Reading from Parquet #46

space55 · 2021-01-06T15:29:52Z

Hello,

Are there any plans to support reading a Parquet file into a dataframe? I have a need for this and am evaluating this library to use in an application.

Thanks!

pjebs · 2021-01-07T00:12:17Z

I've had lots of people in the past people asking for exporting to parquet, which I implemented.
You're the first to ask about importing, but I had put it in my todo list in may.
I won't have time to implement it soon. However, you can issue as PR.

pjebs · 2021-01-07T00:13:38Z

Hmmm.
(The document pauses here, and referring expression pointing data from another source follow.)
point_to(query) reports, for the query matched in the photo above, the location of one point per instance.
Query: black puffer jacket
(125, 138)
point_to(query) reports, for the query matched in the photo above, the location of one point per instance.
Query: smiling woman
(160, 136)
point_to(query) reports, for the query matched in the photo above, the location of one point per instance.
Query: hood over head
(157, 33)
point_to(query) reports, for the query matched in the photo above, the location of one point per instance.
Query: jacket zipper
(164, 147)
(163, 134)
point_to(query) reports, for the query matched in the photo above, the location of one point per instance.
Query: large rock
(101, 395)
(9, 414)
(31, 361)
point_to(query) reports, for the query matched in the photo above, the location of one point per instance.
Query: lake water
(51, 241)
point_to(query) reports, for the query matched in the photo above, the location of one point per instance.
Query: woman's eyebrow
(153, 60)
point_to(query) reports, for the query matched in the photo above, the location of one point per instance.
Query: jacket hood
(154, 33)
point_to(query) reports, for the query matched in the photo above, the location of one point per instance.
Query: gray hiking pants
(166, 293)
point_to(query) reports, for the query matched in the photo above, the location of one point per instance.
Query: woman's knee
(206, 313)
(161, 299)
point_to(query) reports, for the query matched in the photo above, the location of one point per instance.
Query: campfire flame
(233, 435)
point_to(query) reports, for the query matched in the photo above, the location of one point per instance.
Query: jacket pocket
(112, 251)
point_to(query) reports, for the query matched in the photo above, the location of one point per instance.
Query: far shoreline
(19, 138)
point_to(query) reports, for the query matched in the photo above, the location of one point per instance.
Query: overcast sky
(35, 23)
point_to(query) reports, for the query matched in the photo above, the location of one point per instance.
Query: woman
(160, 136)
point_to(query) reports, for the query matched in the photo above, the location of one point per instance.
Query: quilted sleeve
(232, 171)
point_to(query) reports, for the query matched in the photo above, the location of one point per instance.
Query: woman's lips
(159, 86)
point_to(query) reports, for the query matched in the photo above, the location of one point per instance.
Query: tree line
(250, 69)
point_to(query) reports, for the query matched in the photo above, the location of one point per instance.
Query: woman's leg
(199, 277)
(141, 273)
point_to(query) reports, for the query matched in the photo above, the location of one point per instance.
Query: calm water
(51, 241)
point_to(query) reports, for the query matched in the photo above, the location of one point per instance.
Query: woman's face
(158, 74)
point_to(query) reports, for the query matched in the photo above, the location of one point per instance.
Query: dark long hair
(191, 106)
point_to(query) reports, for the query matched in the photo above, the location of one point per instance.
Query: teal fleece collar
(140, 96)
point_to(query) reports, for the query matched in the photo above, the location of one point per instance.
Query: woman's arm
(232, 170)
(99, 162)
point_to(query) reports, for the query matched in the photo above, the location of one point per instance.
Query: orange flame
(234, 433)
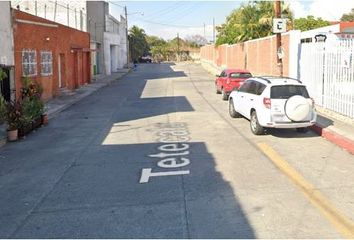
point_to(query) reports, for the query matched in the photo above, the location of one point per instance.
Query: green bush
(13, 115)
(2, 109)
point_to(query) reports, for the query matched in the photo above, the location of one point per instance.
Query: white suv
(273, 102)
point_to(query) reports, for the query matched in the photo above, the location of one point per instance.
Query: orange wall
(257, 56)
(72, 44)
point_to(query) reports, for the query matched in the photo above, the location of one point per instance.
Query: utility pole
(126, 34)
(177, 47)
(277, 6)
(55, 11)
(214, 30)
(204, 31)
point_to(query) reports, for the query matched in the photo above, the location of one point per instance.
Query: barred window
(29, 63)
(46, 63)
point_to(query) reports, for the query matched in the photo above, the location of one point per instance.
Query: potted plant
(44, 117)
(26, 125)
(13, 118)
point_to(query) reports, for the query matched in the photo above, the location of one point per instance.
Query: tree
(196, 41)
(250, 21)
(137, 43)
(348, 17)
(308, 23)
(158, 47)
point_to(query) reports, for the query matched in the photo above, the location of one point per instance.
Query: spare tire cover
(297, 108)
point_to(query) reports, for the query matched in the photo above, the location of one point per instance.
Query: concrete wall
(122, 61)
(111, 33)
(110, 46)
(96, 22)
(6, 37)
(258, 56)
(68, 43)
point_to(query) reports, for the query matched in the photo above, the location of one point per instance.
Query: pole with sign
(279, 26)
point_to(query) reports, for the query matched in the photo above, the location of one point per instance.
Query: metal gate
(5, 86)
(328, 71)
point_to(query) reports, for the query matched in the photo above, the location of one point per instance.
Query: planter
(25, 129)
(36, 123)
(45, 119)
(12, 135)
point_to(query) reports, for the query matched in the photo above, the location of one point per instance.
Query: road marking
(341, 222)
(173, 136)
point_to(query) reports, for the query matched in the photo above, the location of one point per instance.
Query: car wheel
(232, 110)
(217, 90)
(224, 95)
(255, 127)
(302, 130)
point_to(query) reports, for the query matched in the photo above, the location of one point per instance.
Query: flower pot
(45, 119)
(25, 129)
(12, 135)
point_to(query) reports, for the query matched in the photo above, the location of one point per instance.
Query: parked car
(145, 59)
(230, 79)
(273, 102)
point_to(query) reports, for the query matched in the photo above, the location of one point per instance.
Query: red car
(229, 79)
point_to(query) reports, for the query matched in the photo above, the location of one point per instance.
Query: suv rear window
(287, 91)
(240, 75)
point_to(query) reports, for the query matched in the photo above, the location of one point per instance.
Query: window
(287, 91)
(223, 74)
(46, 63)
(29, 63)
(245, 87)
(240, 75)
(260, 88)
(252, 87)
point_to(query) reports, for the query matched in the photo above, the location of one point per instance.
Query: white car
(273, 102)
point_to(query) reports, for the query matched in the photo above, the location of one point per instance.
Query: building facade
(71, 13)
(7, 85)
(56, 56)
(108, 38)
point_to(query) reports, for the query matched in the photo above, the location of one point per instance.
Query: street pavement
(155, 155)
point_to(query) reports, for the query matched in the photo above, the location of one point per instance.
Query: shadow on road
(65, 182)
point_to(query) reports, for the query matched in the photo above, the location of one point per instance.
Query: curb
(66, 106)
(335, 138)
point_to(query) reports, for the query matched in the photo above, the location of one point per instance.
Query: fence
(258, 56)
(328, 71)
(327, 68)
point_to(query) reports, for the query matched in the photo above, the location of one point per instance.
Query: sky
(166, 19)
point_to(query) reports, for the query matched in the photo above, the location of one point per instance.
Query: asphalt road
(155, 155)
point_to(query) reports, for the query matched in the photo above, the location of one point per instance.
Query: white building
(108, 38)
(331, 32)
(7, 61)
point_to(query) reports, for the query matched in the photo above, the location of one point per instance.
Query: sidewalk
(68, 98)
(335, 128)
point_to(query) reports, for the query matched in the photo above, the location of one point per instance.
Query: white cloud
(298, 8)
(330, 9)
(171, 32)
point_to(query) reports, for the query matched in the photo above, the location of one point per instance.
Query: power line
(116, 4)
(167, 24)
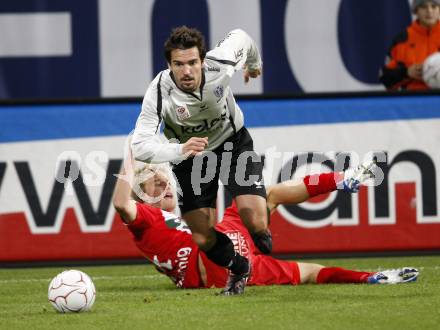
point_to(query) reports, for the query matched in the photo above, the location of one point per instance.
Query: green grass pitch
(137, 297)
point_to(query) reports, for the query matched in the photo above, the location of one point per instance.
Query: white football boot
(355, 177)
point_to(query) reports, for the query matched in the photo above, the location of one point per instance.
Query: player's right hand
(194, 146)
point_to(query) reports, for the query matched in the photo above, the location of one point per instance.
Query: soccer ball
(431, 70)
(72, 291)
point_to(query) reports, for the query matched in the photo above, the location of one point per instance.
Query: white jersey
(209, 112)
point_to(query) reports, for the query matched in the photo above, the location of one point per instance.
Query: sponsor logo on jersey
(182, 113)
(206, 125)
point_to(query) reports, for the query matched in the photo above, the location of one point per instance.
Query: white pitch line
(95, 278)
(134, 277)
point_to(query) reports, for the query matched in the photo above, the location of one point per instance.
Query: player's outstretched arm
(122, 201)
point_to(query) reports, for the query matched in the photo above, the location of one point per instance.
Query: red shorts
(265, 270)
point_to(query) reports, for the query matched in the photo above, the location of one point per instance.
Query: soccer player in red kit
(166, 241)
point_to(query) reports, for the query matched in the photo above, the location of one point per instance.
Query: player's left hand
(248, 73)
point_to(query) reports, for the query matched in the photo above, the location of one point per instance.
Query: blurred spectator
(404, 63)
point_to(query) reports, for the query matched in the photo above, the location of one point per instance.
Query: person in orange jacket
(403, 69)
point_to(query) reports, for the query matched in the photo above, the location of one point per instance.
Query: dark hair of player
(184, 37)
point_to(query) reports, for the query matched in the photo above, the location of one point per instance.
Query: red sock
(317, 184)
(341, 275)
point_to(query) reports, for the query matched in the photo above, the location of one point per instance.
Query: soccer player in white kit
(193, 99)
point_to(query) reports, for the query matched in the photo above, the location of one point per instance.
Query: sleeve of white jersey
(146, 144)
(239, 49)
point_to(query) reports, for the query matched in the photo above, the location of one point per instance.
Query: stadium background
(64, 67)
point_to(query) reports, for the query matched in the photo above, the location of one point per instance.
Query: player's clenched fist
(194, 146)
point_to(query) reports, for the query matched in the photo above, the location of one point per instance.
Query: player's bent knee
(204, 242)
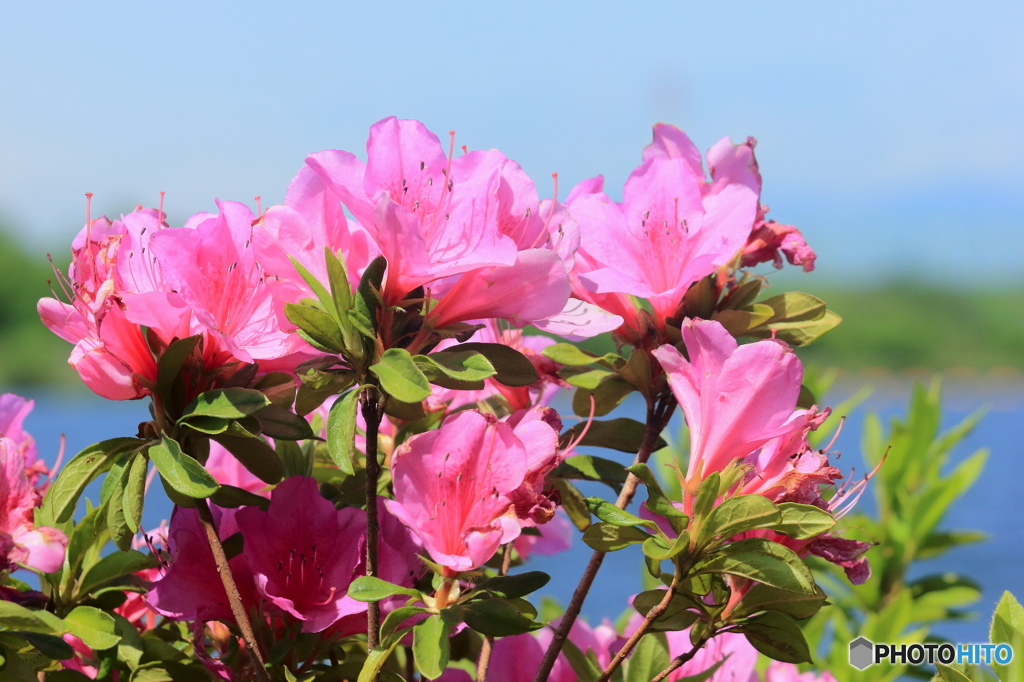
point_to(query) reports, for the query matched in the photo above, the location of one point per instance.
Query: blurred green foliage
(908, 326)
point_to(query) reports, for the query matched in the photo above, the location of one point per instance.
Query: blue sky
(890, 132)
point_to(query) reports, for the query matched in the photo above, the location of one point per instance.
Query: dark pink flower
(672, 228)
(303, 553)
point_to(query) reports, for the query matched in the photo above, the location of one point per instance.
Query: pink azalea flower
(739, 667)
(110, 353)
(735, 398)
(211, 265)
(226, 469)
(303, 553)
(518, 397)
(452, 487)
(190, 588)
(22, 542)
(672, 228)
(465, 227)
(556, 537)
(782, 672)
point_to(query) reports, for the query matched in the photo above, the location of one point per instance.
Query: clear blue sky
(890, 131)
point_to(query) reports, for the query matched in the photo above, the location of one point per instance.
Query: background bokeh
(888, 132)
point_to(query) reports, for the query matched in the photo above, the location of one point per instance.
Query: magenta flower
(735, 398)
(303, 553)
(190, 588)
(464, 227)
(452, 488)
(22, 542)
(672, 228)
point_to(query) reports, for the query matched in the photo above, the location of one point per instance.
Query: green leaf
(795, 306)
(677, 616)
(1008, 628)
(283, 424)
(498, 617)
(317, 327)
(648, 658)
(949, 674)
(657, 501)
(461, 366)
(368, 296)
(15, 616)
(430, 646)
(50, 646)
(226, 403)
(609, 538)
(623, 434)
(180, 471)
(764, 561)
(609, 513)
(256, 456)
(400, 377)
(374, 589)
(735, 515)
(134, 492)
(777, 636)
(113, 494)
(586, 467)
(511, 367)
(113, 566)
(707, 496)
(608, 395)
(93, 627)
(568, 354)
(803, 521)
(341, 431)
(511, 587)
(171, 360)
(208, 425)
(80, 471)
(767, 598)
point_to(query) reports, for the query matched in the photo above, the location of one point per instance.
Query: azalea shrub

I noticed in my TODO list (#17), there had been 3 thumbs up for that request.

khughitt · 2021-01-17T22:46:30Z

In case it helps, here is some code I wrote to read a parquet file into a DataFrame that you may be able to adapt in the meantime:

package main

import (
	dataframe "github.com/rocketlaunchr/dataframe-go"
	"github.com/xitongsys/parquet-go-source/local"
	"github.com/xitongsys/parquet-go/reader"
        "context"
	"runtime"
)

func loadEntriesParquet(inputParquet string) *dataframe.DataFrame {
	// create local parquet/reader instances
	entriesFr, err := local.NewLocalFileReader(inputParquet)

	if err != nil {
		log.Println("Can't open file")
	}

	entriesPr, err := reader.NewParquetColumnReader(entriesFr, int64(runtime.NumCPU()))

	if err != nil {
		log.Println("Unable to create parquet reader", err)
	}

	// determine numer of rows in input parquet file
	numRows := int64(entriesPr.GetNumRows())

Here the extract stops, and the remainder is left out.